Kirchenchor St. Mauritius Berikon

Kirchenchor Berikon - Reise 2014 zum Schwarzsee

megaphoneVereinsmeldung zu Kirchenchor St. Mauritius Berikon

2 Tage unterwegs

Am 23. August war es endlich wieder soweit: Der Kirchenchor Berikon versammelte sich früh morgens beim Berikerhus und bestieg kurz darauf etwas verschlafen, aber voller Erwartung, den vom Ehrenmitglied Johann gesteuerten Car. Der Ausflug konnte beginnen!

Die Fahrt führte ins Herz des Freiburgerlands in die Region Schwarzsee. Auf 1046 Metern Höhe wechselten wir das Transportmittel. Ein bejahrter Zweiersessellift beförderte uns langsam aber zuverlässig, vorbei an grünen Wiesen mit prächtigen Kühen, auf die Riggisalp. Fasziniert vom Alpenpanorama genossen wir ein reichhaltiges Frühstück.

Gestärkt brachen wir zu einer kleinen Wanderung auf und mit guter Laune und in interessante Gespräche verwickelt fanden die einen  sportlich und die andern gemütlich den Weg zum Schwarzsee. 

Etwas ausgepustet erreichten wir das Hotel Bad gleich am idyllischen Bergsee, genossen eine verdiente Erfrischung und bezogen unsere Zimmer.

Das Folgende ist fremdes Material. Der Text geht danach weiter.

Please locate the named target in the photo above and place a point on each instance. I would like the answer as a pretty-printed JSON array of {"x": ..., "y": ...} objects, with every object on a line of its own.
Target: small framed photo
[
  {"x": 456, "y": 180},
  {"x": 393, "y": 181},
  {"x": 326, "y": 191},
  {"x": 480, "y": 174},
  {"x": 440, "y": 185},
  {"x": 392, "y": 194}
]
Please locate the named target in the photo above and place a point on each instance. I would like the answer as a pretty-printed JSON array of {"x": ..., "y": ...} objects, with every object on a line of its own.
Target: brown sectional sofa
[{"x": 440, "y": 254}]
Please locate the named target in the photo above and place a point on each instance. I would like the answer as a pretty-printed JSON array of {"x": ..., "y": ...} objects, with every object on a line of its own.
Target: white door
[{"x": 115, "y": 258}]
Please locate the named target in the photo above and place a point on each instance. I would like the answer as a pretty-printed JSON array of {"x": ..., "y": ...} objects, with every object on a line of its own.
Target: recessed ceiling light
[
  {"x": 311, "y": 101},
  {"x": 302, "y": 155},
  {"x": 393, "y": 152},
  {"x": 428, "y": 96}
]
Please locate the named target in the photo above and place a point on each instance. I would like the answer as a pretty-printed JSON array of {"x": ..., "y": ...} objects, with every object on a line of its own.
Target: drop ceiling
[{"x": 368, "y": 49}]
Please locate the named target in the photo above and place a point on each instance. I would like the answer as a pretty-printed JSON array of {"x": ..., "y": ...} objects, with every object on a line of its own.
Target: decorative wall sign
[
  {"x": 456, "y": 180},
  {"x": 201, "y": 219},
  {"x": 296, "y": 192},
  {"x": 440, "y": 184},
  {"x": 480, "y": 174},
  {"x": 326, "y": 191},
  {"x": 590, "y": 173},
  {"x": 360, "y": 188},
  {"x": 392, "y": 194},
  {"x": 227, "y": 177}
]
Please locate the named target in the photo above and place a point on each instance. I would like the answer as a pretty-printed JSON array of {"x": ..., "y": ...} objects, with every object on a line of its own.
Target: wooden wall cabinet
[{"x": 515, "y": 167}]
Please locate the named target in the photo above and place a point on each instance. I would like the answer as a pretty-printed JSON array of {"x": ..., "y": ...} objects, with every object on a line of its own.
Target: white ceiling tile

Unser Präses Pfarrer Hans-Peter Schmidt lud uns später in die kleinen Marien - Kapelle zum Gottesdienst ein. Wir unterstützten ihn nach Kräften mit Gitarre und Gesang und feierten eine persönliche und mitreissende kleine Messe.

Nun kamen die hungrigen Mägen zum Zug. Im Speisesaal des Hotel Bads wurde ein gutes Schweinsfilet serviert. Mit diesem vorzüglichen Essen war der Tag aber noch nicht zu Ende, denn es folgte ein weiterer Höhepunkt: Chormitglied Stefan griff zu seiner Gitarre und der Mundharmonika und bot Abendunterhaltung erster Klasse, indem er bekannte Lieder anstimmte, bei denen alle sofort leidenschaftlich mitsangen. Mit „Guantanamera“ und „Sidi abdel Assar“ im Ohr sanken wir zu Bett.

Am nächsten Morgen nach dem Frühstück spazierten wir auf dem Häxewääg um den See. Wer genau hinschaute, konnte dort in eine mysteriöse Märchenwelt abtauchen, denn auf dem Weg waren zahlreiche Fabelwesen versteckt und warteten auf ihre Entdeckung.

Nun verliessen wir den Schwarzsee und seine Geheimnisse, um unsere Reise fortzusetzen. Die Sonne grüsste uns genau rechtzeitig und versüsste die Fahrt über den Gurnigel und durch das Gantrischgebiet. Bald erreichten wir das Emmental und warteten gespannt auf eine angekündigte Überraschung.

Über der kleinen Gemeinde Trachselwald leuchtete in der Sonne ein imponierendes Schloss. Dieses sollte unsere nächste Destination sein. Otto, Chormitglied und gebürtiger Emmentaler, hatte mit seiner Schwester und deren Ehemann einen Apéro mitten im Schlosshof vorbereitet. Wir genossen die altertümliche Atmosphäre und besichtigten, mit einem köstlichen Schinkengipfeli in der Hand, den unheimlichen Torturm und die umliegenden Berner Landschaften.

Ein kurzer Marsch ins Tal führte in die benachbarte Ortschaft Sumiswald. Im historischen Gasthof zum Kreuz, erbaut im Jahre 1664 und Kulisse für berühmte Schweizerfilme wie „Ueli der Pächter“, feierten wir einen krönenden Abschluss der Reise: Im Gotthelfsaal wurden wir mit einem grosszügigen Fondue Chinoise verköstigt. Einmalig!